Despite the differences in energy potentials estimated by various studies, some of which were cited above, there is an indication that energy from waste could be an integral part of the energy mix in Africa. The barriers that hinder the adoption of WtE technologies have been discussed extensively in literature, and according to [17], “the critical barriers are poor institutional framework and infrastructure, weak environmental policies, inadequate planning policies, non-implementation of existing policies, and lack of coordination and linkages in WtE programs”. Other key issues are high initial capital cost of installation and lack of skilled human resource. According to a review by [17], important lessons for successful WtE programs have been categorized under four principal areas: enacting energy and environmental policies, rolling out economic and financial policies, and promoting research and development. Reference [18] asserted that the commitment of governments and their ministries/agencies in charge of energy, agriculture, science, technology, environment and local government are of the utmost importance to the promotion of WtE projects in Africa, by making proper long-term objectives with appropriate planning and strategies for WtE development on the continent [19].

WtE by combustion has been the focus of this study because it has proven to be a suitable alternative to the use of conventional fossil fuels to generate heat and electricity [3] in a good number of European countries since the end of the nineteenth century, and is capable of reducing waste volume by 90% [12]. In a review of municipal solid waste-to-energy trends in the USA by [20], it was highlighted that there are regional contrasts on technology adoption, unique challenges of each technology, commonly used decision support tools, and major operators, and only about 13% of MSW is used for energy recovery and 53% is landfilled. Nonetheless, it was concluded that adoption of thermal WTE technologies in US could continue to increase, albeit slowly, in coastal and urban areas lacking suitable lands for new landfills. There are about 492 WtE plants operating in Europe not including harzadous waste incineration plants, thermally treating about 96 million metric ton of waste, with the leaders being France with 126 WtE plants, Germany, 96, UK, 40, Italy, 39, and Sweden, 34, etc. [21]. According to United Nations Environment, the amount of waste incinerated for energy recovery represents about 25% of MSW generated in Europe [22], but this number of WtE plants in Europe is expected to increase as the search for alternatives to fossil fuel-based energy intensifies. In Africa, a 500-metric ton per day of MSW biogas facility was opened in South Africa in January 2017, which has been referred to as the first major WtE facility in Africa [23], and in Ethiopia, a 50 MW WtE facility has commenced operation in 2018, converting about 80% of the city’s waste that would have otherwise ended up on uncontrolled dumpsites into electricity to provide the electricity needs of 30% of households in Addis Ababa [22]. There has also been some commitment demonstrated in some African countries through ongoing research and development work for the establishment of WtE by combustion facilities.
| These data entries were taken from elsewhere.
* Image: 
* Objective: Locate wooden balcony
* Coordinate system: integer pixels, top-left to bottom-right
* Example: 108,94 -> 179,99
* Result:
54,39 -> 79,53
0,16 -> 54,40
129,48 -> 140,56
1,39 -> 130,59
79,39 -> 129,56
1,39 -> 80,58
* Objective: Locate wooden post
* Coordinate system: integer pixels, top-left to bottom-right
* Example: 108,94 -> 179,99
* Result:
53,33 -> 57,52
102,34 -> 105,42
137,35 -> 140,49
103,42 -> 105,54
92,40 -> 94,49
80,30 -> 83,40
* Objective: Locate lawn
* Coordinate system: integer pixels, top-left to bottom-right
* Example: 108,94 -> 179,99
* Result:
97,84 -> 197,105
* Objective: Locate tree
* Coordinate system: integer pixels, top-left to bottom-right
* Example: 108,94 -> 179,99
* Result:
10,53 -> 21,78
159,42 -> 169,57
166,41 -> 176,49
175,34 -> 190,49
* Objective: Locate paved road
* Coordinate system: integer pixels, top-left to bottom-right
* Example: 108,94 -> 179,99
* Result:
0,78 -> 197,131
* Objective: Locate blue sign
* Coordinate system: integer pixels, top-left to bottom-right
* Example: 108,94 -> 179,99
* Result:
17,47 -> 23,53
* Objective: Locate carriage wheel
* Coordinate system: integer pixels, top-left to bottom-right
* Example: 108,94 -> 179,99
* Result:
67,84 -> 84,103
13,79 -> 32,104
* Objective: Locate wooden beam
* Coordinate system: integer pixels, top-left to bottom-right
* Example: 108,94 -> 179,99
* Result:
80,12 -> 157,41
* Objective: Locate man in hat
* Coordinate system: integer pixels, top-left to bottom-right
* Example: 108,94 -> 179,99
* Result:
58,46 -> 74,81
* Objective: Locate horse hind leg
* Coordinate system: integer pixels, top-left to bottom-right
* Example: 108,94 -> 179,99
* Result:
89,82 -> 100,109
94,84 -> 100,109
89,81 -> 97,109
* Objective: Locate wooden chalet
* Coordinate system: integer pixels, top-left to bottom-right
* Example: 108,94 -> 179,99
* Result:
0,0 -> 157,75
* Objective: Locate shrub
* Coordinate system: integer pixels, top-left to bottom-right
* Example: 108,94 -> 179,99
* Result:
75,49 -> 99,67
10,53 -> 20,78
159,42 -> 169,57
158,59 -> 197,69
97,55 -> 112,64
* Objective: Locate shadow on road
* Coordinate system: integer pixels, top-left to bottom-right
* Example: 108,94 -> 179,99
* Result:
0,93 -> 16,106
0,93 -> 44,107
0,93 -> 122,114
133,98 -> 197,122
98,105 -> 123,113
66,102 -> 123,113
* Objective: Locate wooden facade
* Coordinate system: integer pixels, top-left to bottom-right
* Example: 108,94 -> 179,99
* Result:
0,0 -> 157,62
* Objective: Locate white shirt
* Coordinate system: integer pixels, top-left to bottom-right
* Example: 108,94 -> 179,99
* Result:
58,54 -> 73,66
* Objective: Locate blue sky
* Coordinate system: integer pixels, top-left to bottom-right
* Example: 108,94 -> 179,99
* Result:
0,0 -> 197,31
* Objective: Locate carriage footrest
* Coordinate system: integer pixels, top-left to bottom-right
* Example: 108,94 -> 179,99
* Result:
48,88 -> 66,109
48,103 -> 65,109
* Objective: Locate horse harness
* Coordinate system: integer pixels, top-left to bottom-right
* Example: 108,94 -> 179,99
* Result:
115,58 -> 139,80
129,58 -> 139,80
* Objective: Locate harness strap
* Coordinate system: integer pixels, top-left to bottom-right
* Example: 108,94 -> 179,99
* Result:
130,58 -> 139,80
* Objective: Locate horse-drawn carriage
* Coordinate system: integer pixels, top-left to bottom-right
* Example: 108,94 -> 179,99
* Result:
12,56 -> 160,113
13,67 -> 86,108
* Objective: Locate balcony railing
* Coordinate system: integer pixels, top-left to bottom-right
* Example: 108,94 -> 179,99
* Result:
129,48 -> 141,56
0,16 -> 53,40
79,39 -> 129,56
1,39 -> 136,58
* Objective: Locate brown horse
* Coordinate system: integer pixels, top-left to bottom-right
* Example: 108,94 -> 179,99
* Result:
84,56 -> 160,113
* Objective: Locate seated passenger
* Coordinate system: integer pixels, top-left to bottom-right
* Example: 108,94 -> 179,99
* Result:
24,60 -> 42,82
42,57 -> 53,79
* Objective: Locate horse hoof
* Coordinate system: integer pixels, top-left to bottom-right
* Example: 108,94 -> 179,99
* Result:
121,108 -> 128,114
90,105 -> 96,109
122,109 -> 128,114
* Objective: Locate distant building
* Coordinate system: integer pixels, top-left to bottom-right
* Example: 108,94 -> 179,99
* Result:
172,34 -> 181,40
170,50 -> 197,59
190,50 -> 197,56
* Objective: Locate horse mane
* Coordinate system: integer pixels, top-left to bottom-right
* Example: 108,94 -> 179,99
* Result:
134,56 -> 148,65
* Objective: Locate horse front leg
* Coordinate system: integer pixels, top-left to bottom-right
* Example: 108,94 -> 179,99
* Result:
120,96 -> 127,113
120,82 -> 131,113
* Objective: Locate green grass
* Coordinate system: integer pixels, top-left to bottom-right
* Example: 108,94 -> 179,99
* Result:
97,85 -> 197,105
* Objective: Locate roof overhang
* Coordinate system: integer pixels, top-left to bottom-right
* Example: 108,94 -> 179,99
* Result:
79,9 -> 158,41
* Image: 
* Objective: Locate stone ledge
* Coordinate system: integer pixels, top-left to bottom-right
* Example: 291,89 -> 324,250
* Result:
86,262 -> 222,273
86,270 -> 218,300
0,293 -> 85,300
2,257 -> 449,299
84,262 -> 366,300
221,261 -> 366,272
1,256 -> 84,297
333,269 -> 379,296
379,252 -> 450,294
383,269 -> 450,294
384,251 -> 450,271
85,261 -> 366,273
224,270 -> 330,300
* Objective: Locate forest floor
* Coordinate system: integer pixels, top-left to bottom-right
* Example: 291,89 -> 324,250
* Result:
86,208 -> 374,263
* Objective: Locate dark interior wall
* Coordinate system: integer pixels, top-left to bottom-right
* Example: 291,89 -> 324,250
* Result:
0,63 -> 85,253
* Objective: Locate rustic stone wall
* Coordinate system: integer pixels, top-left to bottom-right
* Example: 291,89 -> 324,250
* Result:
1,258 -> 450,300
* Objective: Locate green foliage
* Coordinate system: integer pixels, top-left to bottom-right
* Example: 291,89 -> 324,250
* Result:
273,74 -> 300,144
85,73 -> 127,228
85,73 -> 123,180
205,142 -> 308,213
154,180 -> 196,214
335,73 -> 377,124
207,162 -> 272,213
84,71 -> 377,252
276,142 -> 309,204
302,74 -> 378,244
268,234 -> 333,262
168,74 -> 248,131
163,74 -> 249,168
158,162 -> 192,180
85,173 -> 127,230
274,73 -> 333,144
To this end, as Sierra Leone has struggled for a stable economy, proper waste management system, and stability in electricity supply, it is important to find a cheaper and more reliable means of generating electricity. Energy from waste will not only increase the electricity generation capacity in Sierra Leone, it will provide the much-needed waste management solution in Freetown, and will contribute to the development of a circular economy system [24]. A system wherein resources are kept in use for as long as possible, their maximum value extracted, and then recover and regenerate products and materials at the end of their service life [25], as opposed to the make, use and dispose or linear economy system.

2. Materials and Methods

2.1. Data Collection and Analysis

The method for the estimation of energy potential of waste is dependent on the type of conversion technology. In this paper, the estimation was done for WtE by combustion because of its capability to reduce waste volume while directly producing electricity. The method used to collect data was by reviewing existing literature, observation, and studying reports from institutions working on waste management technologies. The analysis of the solid waste situation in Freetown was done based on reasonable assumptions and estimations, theories, previous studies and information from industries due to lack of data from local waste management authorities, which is an established method according to [26]. Data from population and housing census, previous studies on waste management in Sierra Leone, and information on waste generation per capita from publications by international agencies were also used. The estimation was done to obtain the trend of waste generation from 2004 and projected up to 2027, using a population growth rate according to Statistics Sierra Leone. The year 2004 was chosen because a study was conducted by [27], in which waste generation per capita was estimated to be 0.45 kg per capita per day, but had the possibility of increasing due to economic growth and improved living standard. A projection of waste generation was done up to 2027 to get a medium-term knowledge of the situation, as well as what the worst case could be by examining three scenarios, which are described in section four. Data on waste composition according to a study by [28] was used to determine the overall LCV of the waste, a key factor for the determination of the energy potential, similar to the method used in a study that investigated WtE potential in the Eastern Region of Saudi Arabiaby [29], in which population forecasting and rate of production of MSW were used to estimate the WtE potential. The method of estimating waste generation based on population and economic growth was also supported by the observation in a study by [30], a subsequent increase in MSW was observed with urban migration rate increasing annually and a simultaneous growth in population and Gross Domestic Product (GDP). Additionally, economic development and urbanisation have contributed directly to a rapid increase in municipal solid waste generation in China according to [31], which by 2014 was estimated to be 178.6 million metric tons.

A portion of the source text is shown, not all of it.